Was junge Jobsuchende von ihrem Arbeitgeber erwarten und was Firmen ihnen bieten, passt oft nicht recht zusammen. Die interaktive IT-Session B2 Parship lotete im Publikum aus, was dem Nachwuchs wirklich wichtig ist. Geantwortet wurde per Smartphone – um ein aufrichtiges Stimmungsbild zu bekommen.

Zwei Bernhards als Moderatoren und eine Kernfrage: Wie finden Arbeitgeber mit coolen Jobs und Studienabgänger oder Wechselwillige in der digitalen Gesundheitsbranche zusammen? Am besten indem man die Bedürfnisse versteht – in diesem Fall der jungen Menschen, denn IT ist eindeutig ein Arbeitnehmermarkt. Heraus kam ein neues Format auf der DMEA: B2 Parship. Bernhard Calmer, Director Business Development der Cerner Health Services Deutschland GmbH, und Prof. Dr. Bernhard Breil, Professor für Gesundheitsinformatik an der Hochschule Niederrhein, stellten den jungen Leuten im Hub der Halle 1.2 jede Menge Fragen. Diese antworteten per App – und das oft in eindeutiger Tendenz.

Zunächst fragten die beiden Moderatoren ab, wer da eigentlich vor ihnen saß. Knapp die Hälfte waren Studierende, die andere Hälfte setzte sich zu ähnlichen Teilen aus Vertretern der Industrie, Ärzten und Wissenschaftlern zusammen. Überwiegend gehörten die Teilnehmer den Generationen Y und Z an, von den älteren Generationen X und Babyboomer waren eher wenige vertreten. Die meisten zog es in die Session, weil sie einen coolen Job suchten. Viele gaben an, sie hätten schon einen coolen Job. Einen coolen Job zu bieten hatte dagegen nur ein Teilnehmer.

Was wäre denn ein cooler Job? Worauf haben die Teilnehmer Lust? Für die meisten war es der Computer, knapp dahinter folgte die Work-Life-Balance und dann zu gleichen Teilen: „Menschen“, „Sinn“ und „Sensation“. Was sich in der Fragestellung launig anhörte, spiegelte sich kurz darauf auch in der offenen Befragung: Was macht für dich einen coolen Job aus?
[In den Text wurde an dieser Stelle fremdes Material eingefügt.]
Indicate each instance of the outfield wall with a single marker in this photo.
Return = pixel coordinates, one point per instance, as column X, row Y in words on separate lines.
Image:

Die Top-3-Antworten waren Abwechslung, Anerkennung, Herausforderung.

Und um das Bild noch zu schärfen, waren im nächsten Schritt alle aufgerufen, vorgegebene Attribute zu priorisieren – und siehe da: Ganz oben standen „Nette Kolleginnen und Kollegen“, dicht dahinter „Sinn-Stiftung“, „Work-Life-Balance“ und „Ich kann was lernen“. Geld und Location landeten im Mittelfeld. „Home Office“, „Reputation“, „Ruhm und Ehre“ interessierten weniger, und ein Fitnessstudio im Unternehmen so ziemlich gar keinen.

Was mir sonst noch wichtig ist, wollten die Moderatoren von ihrem Publikum wissen und gaben vier Antworten vor: Gibt’s im Unternehmen auch Frauen? – was einen Wert von 3,6 auf der Skala von 1 bis 6 erreichte. Gibt es Frauen in Führungspositionen? kam auf 3,3. Gibt es Partys? erreichte die Note 2,9. Geht man mit Kollegen regelmäßig in die Sauna? (was früher gar nicht unüblich war, wie Bernhard Cremer, Jahrgang 1963, beteuerte) kam nur auf 1,9.

Tiefgründiger wurde es dann wieder gegen Ende. Auf: Was kannst du besser als andere? kamen Stichworte wie „aufräumen“, „vernetzen“, „zuhören“, „coachen“, „Kreativität“, „Programmieren“, „für Themen begeistern“. Noch aufschlussreicher war die Frage „Das würde ich für Geld niemals machen“. Eine Auswahl der Antworten: betrügen, lügen, Müll verkaufen. Meine Überzeugung aufgeben, mein Privatleben aufgeben, 60 Stunden pro Woche arbeiten. Langweilige Aufgaben.